Cet article propose d’aborder ces questions à partir des expériences vécues par des hommes venus d’Afrique du Nord et d’Europe de l’Est que j’ai rencontrés sur des terrains dits « vacants » et des délaissés autoroutiers dans trois communes adjacentes à Paris, au cours d’une enquête ethnographique menée de 2012 à 2019 dans le cadre d’une recherche doctorale en anthropologie. Les femmes vivant sur des terrains en friche sans être accompagnées d’hommes sont rares pour des raisons liées au genre. Elles sont plus exposées aux violences, notamment sexuelles, et elles font l’objet de protections institutionnelles particulières2. Sur ces terrains délaissés, j’ai rencontré quelques couples et familles bulgares. Mais les pratiques et les récits présentés ici sont ceux d’hommes célibataires. Ils sont issus d’observations directes sur les lieux des habitats et d’échanges basés sur le « dialogue ordinaire »3.
Le vécu de ces exilés indique que ces espaces sont à la fois inhabitables et habités. Le terme « inhabitable » est souvent employé dans le sens de non-habitable pour désigner un espace invivable ou de l’ordre de l’insupportable selon divers critères (insalubrité, instabilité, hétéronomie, laideur, etc.), qui renvoient à ce que l’on entend par « habiter ». L’habiter est une notion complexe et polysémique, qui ne se réduit pas à l’action de se loger ni au fait de vivre. Pour comprendre cette tension entre espace inhabitable et espace habité, les descriptions présentées ici envisagent l’habiter à partir de la qualité des relations à l’espace délaissé et à travers les « résonances existentielles »4 qui lui sont associées, dans les dimensions émotionnelles et sociales.
DANS LA CONTRAINTE
La perception que ces exilés ont de ces espaces délaissés est liée à leurs parcours socio-résidentiels et au contexte politique et social, qui les a conduits à vivre sur dans ces conditions précaires. Ils ont grandi en ville dans des logements possédant les standards du confort matériel et, venant en France en quête d’une vie meilleure ou/et parce qu’ils fuyaient un conflit, ils ne s’attendaient pas à devoir vivre dans des conditions aussi précaires. « Quand j’ai vu les cabanes », me raconte Ahmet, un Bulgare de 30 ans, « j’ai dit “Non! J’peux pas dormir là !” ». Souvent, ils n’ont pas de titre ou de droit5 de séjour et ils sont privés de la plupart des protections et des droits sociaux qui y sont associés, comme une place dans un foyer, un logement social, les minimas sociaux, les allocations chômage, etc. Pour cette même raison, ils sont souvent tributaires d’emplois dissimulés, notamment dans le bâtiment, ou d’activités informelles, comme la récupération d’objets et de matériaux.
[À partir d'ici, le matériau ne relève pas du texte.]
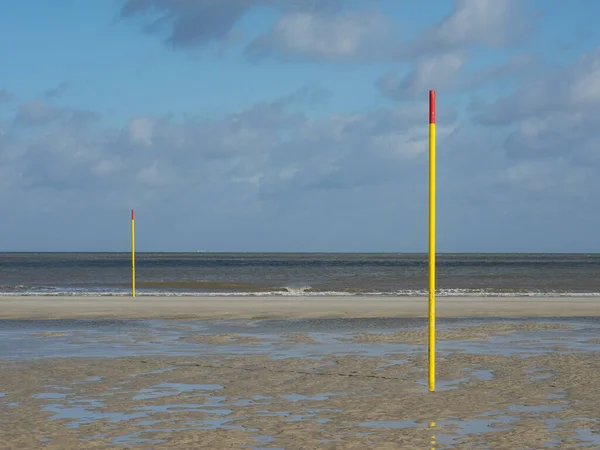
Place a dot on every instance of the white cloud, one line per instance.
(349, 35)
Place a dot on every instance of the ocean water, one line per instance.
(298, 274)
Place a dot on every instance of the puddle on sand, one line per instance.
(166, 369)
(535, 409)
(318, 397)
(195, 407)
(395, 424)
(49, 395)
(443, 385)
(443, 429)
(83, 416)
(171, 389)
(210, 424)
(586, 435)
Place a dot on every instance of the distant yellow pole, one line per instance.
(132, 253)
(431, 241)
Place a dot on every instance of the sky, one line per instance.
(299, 125)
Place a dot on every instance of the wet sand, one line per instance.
(299, 384)
(257, 307)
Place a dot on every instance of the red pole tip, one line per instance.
(431, 106)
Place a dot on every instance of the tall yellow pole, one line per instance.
(132, 253)
(431, 241)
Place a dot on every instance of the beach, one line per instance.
(297, 373)
(253, 307)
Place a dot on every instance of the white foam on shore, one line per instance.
(306, 291)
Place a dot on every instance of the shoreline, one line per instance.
(289, 307)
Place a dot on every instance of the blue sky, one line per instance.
(298, 125)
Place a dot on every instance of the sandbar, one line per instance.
(265, 307)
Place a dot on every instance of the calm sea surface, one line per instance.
(297, 274)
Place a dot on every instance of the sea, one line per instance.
(298, 274)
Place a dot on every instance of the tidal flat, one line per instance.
(299, 384)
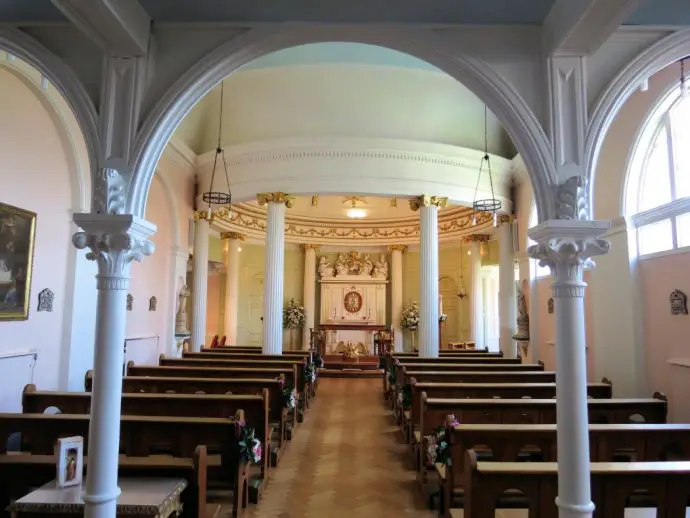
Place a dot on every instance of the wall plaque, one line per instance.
(679, 303)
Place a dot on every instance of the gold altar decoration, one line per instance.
(428, 201)
(351, 351)
(276, 197)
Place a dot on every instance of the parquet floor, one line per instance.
(347, 461)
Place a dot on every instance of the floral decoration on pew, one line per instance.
(317, 359)
(250, 446)
(310, 372)
(437, 450)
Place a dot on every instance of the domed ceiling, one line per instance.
(342, 90)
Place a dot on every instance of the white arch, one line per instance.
(499, 95)
(659, 55)
(61, 76)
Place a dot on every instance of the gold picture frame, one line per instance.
(17, 237)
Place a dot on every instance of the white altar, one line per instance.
(353, 297)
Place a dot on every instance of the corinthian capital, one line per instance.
(566, 247)
(428, 201)
(276, 197)
(114, 241)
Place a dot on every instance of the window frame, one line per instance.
(657, 120)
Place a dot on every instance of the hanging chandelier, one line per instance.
(215, 198)
(492, 205)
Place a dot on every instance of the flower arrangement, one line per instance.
(293, 315)
(250, 446)
(309, 372)
(409, 318)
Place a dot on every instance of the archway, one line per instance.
(500, 97)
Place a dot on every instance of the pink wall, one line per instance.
(666, 335)
(35, 175)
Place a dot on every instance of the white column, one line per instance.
(507, 305)
(396, 293)
(232, 284)
(309, 294)
(114, 242)
(428, 267)
(200, 279)
(475, 295)
(566, 246)
(274, 270)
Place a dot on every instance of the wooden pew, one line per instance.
(277, 413)
(486, 391)
(302, 385)
(615, 486)
(512, 443)
(153, 371)
(22, 473)
(255, 408)
(142, 436)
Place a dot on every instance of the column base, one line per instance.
(574, 510)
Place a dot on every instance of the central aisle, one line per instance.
(347, 460)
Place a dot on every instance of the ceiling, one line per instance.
(342, 90)
(486, 12)
(335, 208)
Les revenus qu’ils en tirent ne leur permettent pas de louer un appartement dans le parc privé et ils ont peu ou pas de relations sur lesquelles ils pourraient s’appuyer pour se loger. Ils sont confrontés à l’hébergement d’urgence souvent saturé en région parisienne, ou qu’ils considèrent invivable du fait de n’y être accueillis que pour la nuit et de devoir dormir dans un dortoir. Marginalisés par les politiques publiques, ils sont contraints de s’organiser par eux-mêmes pour se créer un abri et éviter de dormir dans la rue. Ils s’installent alors sans autorisation dans divers espaces (locaux vacants, terrains en friche, délaissés autoroutiers, box de parkings, véhicules), situés sur des territoires urbains où ils ont des liens affectifs, sociaux ou économiques.
DES ESPACES PRÉCAIRES ET INCERTAINS
Sur les terrains délaissés, ces hommes n’ont pas accès aux réseaux d’eau, d’électricité et d’assainissement. Les faits et gestes les plus ordinaires de la vie demandent une organisation ou une adaptation. « Tu vois le matin, tu te lèves et rien que pour pisser, tu dois aller quelque part », me dit Ahmet, poursuivant sur le fait que « Quand tu travailles, parfois t’as pas le temps d’aller te doucher [en raison des horaires d’ouverture des douches publiques ou associatives], alors tu restes plein de poussière… » des chantiers sur lesquels il travaille.
Les tentes et les cabanes ne les protègent pas vraiment des rigueurs du climat. En période de grands froids, les conditions matérielles dépendent surtout des moyens de se chauffer6, souvent avec de l’alcool à brûler déposé dans un récipient métallique (une boîte de conserve, une casserole) dans laquelle il se consume. « En été, ça va, mais l’hiver… » me dit Mourad, un Libyen de 32 ans. Il s’était installé en juillet dans une minuscule construction à peine visible au fond d’un grand terrain vague. Elle était faite de murs en parpaings (les restes de bâtiments démolis) recouverts de graffitis, d’une toiture en tôle et, pour fermer l’embrasure d’une porte qui n’était plus là, d’un tissu.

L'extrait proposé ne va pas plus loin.